Nous arrivons ainsi à Guewgélie, la frontière gréco-serbe.
Une mission de cent médecins militaires français se dirige en quatre fois sur
la Serbie. Je voyage avec le troisième convoi. Il est deux heures. L’arrêt est
long à Guewgélie, on y déjeunera.
La mission est reçue officiellement par un capitaine. Nous
allons dans une auberge.
Un homme à belle barbe grise et qui porte un habit chamarré
de brandebourgs et de passementeries s’empresse autour des tables et ses
mollets sont recouverts de bottes souples à cuir ridé. Ses allures sont
dégagées. Il vous offre les œufs, les sort lui-même de leur coquille, court
chercher l’assiette de pain, vous la présente, vous fait un sourire et va
porter le pain à d’autres convives. Vous frappez. Vous voulez du sel : il
accourt. Il ne vous comprend pas. Vous montrez de loin la salière. Il sourit et
empressé vous approche l’objet. Il va à la cuisine. On le voit revenir avec une
pile d’assiettes. Il vous change la vôtre. Vous l’arrêtez, vous avez encore
cette coquille à y jeter. Il vous tend le creux de sa main et emporte vos
débris. Il y a trois grandes tables. Il en est ainsi pour chacune.

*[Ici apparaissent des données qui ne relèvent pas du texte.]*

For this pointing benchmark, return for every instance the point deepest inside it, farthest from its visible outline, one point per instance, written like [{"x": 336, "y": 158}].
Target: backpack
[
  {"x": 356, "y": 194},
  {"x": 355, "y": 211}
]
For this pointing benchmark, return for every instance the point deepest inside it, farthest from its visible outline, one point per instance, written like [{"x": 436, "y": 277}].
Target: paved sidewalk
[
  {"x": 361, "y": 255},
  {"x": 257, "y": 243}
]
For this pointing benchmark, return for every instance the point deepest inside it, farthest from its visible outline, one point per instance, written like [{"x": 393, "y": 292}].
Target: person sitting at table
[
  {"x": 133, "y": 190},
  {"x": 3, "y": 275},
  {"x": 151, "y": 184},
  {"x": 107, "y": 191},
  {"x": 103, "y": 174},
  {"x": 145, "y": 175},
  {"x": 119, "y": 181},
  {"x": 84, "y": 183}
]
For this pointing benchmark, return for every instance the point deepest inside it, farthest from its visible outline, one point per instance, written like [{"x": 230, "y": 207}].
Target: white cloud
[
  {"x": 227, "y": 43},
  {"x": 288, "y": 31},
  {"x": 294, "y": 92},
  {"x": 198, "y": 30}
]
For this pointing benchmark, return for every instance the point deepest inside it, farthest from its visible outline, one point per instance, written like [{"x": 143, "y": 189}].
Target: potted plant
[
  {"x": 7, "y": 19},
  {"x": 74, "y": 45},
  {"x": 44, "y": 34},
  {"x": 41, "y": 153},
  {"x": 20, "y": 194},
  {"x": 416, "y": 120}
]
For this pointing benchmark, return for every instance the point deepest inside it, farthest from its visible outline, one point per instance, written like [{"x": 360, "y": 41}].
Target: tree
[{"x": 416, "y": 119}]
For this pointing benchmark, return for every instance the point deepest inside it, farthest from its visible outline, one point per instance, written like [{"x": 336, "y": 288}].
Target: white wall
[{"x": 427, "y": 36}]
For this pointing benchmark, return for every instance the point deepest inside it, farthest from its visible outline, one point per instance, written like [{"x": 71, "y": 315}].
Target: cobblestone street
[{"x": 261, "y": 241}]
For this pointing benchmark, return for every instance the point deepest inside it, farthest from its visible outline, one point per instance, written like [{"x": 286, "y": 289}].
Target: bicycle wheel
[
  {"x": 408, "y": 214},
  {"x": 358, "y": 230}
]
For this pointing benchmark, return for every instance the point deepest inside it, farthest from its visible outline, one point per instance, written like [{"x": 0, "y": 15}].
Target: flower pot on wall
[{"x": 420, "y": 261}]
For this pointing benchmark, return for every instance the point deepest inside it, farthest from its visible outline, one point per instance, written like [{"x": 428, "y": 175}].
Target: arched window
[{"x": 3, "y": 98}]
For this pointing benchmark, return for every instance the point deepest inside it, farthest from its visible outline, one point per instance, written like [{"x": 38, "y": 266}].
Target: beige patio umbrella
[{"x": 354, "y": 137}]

Le déjeuner est à sa fin. Le délégué du gouvernement se
lève. Il dit : « Messieurs, le vice-président de la Chambre,
l’éminent député Jouyovitch, veut vous souhaiter la bienvenue. » Et l’on
voit l’homme aux brandebourgs se planter au milieu de la salle.
Les gestes accompagnent ses paroles, c’est un orateur qui
parle. Il est tout droit. Il va avec l’aisance et l’habitude des grands hommes
de tribune.
Tout à l’heure vous l’aviez appelé, il se mettait à vos
ordres comme s’il avait été à votre service ; vous lui donniez vos
coquilles d’œufs dans la main ; il vous débouchait vos bouteilles, et
c’est le vice-président de l’Assemblée nationale.

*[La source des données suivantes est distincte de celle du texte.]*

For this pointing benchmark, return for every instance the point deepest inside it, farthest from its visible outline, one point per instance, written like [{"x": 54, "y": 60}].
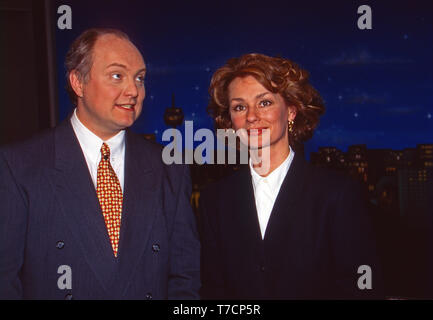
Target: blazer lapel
[
  {"x": 286, "y": 204},
  {"x": 139, "y": 206},
  {"x": 77, "y": 197},
  {"x": 245, "y": 207}
]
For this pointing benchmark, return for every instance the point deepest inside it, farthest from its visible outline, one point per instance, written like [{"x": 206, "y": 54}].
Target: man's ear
[{"x": 76, "y": 83}]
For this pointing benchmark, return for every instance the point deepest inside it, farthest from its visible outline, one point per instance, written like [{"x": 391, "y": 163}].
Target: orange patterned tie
[{"x": 110, "y": 197}]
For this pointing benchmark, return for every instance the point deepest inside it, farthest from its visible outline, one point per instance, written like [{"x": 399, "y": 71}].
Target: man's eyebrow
[
  {"x": 260, "y": 95},
  {"x": 115, "y": 64}
]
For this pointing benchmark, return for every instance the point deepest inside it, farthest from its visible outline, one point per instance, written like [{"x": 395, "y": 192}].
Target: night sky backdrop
[{"x": 377, "y": 84}]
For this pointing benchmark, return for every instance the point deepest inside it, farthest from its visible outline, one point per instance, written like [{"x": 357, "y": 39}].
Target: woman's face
[{"x": 252, "y": 106}]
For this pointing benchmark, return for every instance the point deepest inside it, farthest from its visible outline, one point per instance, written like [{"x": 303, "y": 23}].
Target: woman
[{"x": 291, "y": 231}]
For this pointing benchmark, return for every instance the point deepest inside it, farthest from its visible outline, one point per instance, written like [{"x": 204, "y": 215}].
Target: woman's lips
[{"x": 256, "y": 131}]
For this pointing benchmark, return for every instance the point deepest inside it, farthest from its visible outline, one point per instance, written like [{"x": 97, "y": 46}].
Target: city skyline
[{"x": 376, "y": 83}]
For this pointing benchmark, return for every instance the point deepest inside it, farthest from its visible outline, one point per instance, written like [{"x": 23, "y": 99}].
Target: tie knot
[{"x": 105, "y": 151}]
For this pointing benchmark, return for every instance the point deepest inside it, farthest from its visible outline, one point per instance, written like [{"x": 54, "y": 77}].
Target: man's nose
[
  {"x": 131, "y": 89},
  {"x": 252, "y": 114}
]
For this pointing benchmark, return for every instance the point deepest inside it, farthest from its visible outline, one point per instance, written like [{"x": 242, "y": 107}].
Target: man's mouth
[{"x": 128, "y": 107}]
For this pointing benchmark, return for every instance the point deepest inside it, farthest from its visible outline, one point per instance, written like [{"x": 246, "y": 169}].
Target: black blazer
[
  {"x": 50, "y": 216},
  {"x": 318, "y": 235}
]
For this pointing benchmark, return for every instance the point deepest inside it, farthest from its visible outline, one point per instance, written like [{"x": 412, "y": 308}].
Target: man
[{"x": 88, "y": 210}]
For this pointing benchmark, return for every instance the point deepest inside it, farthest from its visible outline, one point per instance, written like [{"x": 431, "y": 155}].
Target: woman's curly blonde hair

Ainsi l’on doit recevoir ses hôtes en Serbie. Au XIVe siècle,
Douchan, empereur des Serbes, des Bulgares et des Grecs, vainqueur terrible qui
tuait ses chevaux quand à l’approche de l’ennemi la bête remuait l’oreille,
Douchan perdit la bataille parce qu’un soir, au dîner d’Uskub, la veille du
combat, absorbé, il resta sur son siège au lieu d’être prêt, le flacon en main,
à verser à plein bord le vin à ses convives.